Bei uns arbeiten Frauen und Männer eher zusammen, sie sehen sich weniger als Konkurrenten. Doch haben daran nicht vor allem die Frauen, die sich unterordnen, die größeren Verdienste? Das beantwortet die Soziologin nicht, und ich weiß auch keine Antwort. „Schon wieder ein Mord“, warnt mich eine alte Dame, die im Park neben mir auf der Bank sitzt. „Und hören sie sich das an: In einem Streit brachte er seine Ehefrau an den Rand eines Herzinfarkts. Und haben sie das gestern gelesen: Da hat einer seine Frau mit einer Schrotflinte erschossen. Das hat es hier niemals geben, und jetzt passiert es täglich.“

Die alte Frau hat Recht. Auf der Tagesordnung standen solche Ereignisse früher nicht. Was ist in unseren Familien los? Familien mit zwei Kindern haben heute, wenn die Eltern lediglich einen Mittelschulabschluß haben, ernste Geldprobleme. Diese belasten die Partnerbeziehung. Unter dem Motto „Wer ein Tscheche ist, ist auch ein Unternehmer“, betätigen sich auch verheirate Männer oft auf Kosten ihrer Familien. Außerdem nehmen sie nicht mehr am Familienleben teil.

Wenn die Frauen als Unternehmerin arbeiten oder bei einer ausländischen Firma beschäftigt sind, verdienen sie mehr als ihr Mann, der zudem Angst vor Arbeitslosigkeit hat. Ihr neues Selbstbewußtsein kann der Ehemann nur schwer ertragen. Daraus entstehen Konflikte. Die Verantwortungslosigkeit wächst.

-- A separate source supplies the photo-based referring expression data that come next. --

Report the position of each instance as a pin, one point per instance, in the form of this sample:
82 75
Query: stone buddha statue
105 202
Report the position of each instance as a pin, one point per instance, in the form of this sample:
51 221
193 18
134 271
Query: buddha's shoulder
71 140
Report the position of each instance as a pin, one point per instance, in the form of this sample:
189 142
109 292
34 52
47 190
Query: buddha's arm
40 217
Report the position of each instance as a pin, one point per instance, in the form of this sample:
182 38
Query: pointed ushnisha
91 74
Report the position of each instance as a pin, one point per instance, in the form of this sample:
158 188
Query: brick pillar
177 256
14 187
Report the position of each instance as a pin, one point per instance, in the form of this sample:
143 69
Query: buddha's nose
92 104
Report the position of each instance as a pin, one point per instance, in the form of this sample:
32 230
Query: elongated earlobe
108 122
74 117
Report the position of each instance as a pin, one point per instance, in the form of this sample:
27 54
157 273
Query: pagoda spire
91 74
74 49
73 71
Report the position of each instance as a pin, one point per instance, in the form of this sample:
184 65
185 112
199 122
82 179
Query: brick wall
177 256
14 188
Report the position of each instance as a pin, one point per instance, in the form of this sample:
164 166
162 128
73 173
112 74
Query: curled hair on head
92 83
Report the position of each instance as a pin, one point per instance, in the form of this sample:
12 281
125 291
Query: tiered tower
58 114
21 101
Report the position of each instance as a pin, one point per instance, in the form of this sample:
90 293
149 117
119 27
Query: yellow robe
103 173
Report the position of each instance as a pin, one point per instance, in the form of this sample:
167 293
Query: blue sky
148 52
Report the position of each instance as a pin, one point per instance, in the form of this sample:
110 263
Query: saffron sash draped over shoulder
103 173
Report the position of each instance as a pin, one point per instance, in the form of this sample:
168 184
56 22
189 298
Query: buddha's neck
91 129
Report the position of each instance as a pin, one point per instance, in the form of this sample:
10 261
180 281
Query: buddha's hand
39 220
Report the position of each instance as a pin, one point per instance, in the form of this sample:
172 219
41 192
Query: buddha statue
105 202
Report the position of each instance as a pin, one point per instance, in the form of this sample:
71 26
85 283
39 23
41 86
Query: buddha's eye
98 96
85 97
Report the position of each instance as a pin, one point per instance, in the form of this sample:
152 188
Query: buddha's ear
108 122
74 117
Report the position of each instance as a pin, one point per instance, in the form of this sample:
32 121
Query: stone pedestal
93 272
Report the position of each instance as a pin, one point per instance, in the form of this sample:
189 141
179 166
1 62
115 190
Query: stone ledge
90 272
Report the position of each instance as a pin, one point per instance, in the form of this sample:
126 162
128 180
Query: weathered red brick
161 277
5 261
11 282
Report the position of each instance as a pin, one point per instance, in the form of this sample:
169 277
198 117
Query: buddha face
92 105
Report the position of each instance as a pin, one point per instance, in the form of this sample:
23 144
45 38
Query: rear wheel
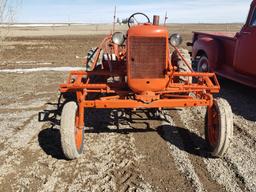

Geschiedene Unternehmer und häufig auch Unternehmerinnen zahlen den Unterhalt für ihre Kinder nicht mehr.

Unlängst meldete sich bei mir ein Redakteur einer ausländischen Radiostation. Er wollte sich über Probleme der Frauen in der CSFR unterhalten. Er begann mit „Belästigung am Arbeitsplatz“. Doch darüber lacht hier nur jeder. Da bei uns stets 90 Prozent der Frauen berufstätig waren, haben wir gelernt, mit den Männern als Gleiche unter Gleichen umzugehen. „Diese Belästigung war bei der Arbeit das angenehmste“ erklärte in einer Vorlesung in Prag die britische Schriftstellerin Germaine Greer. Und sie erhielt dafür Applaus.

„Aber jetzt werden Frauen zuerst entlassen“ sagte der Redakteur. Und er hat leider recht. Im Augenblick sind mehr als die Hälfte der Arbeitslosen Frauen. Die Tageszeitung 'Prostor‘ druckte einen Überblick über freie Arbeitsplätze ab. Unter der Rubrik Männer wurden da „Handelsvertreter, Projektanten, Ärzte gesucht“. Nur einmal stand da „es kann auch eine Frau sein“. Die Frauenrubrik enthielt dagegen: „Krankenschwester, Wäscherin, Zimmermädchen“ und natürlich Putzfrauen. Und dies in einem Land, in dem im Jahre 1989/90 fast die Hälfte der Studierenden Frauen waren.

„Schreib vor allem, daß die Leute sich gern haben“, sagt mir meine sechzehnjährige Tochter, die zum erstenmal im Leben verliebt ist. Dadurch brachte sie mich auf einen weiteren Gedanken: Das Prestige der Ehe ist bei uns unendlich hoch. Nur 3 Prozent der Kinder werden außerehelich geboren. Nur 7 Prozent der Menschen in unserem Land heiraten nie.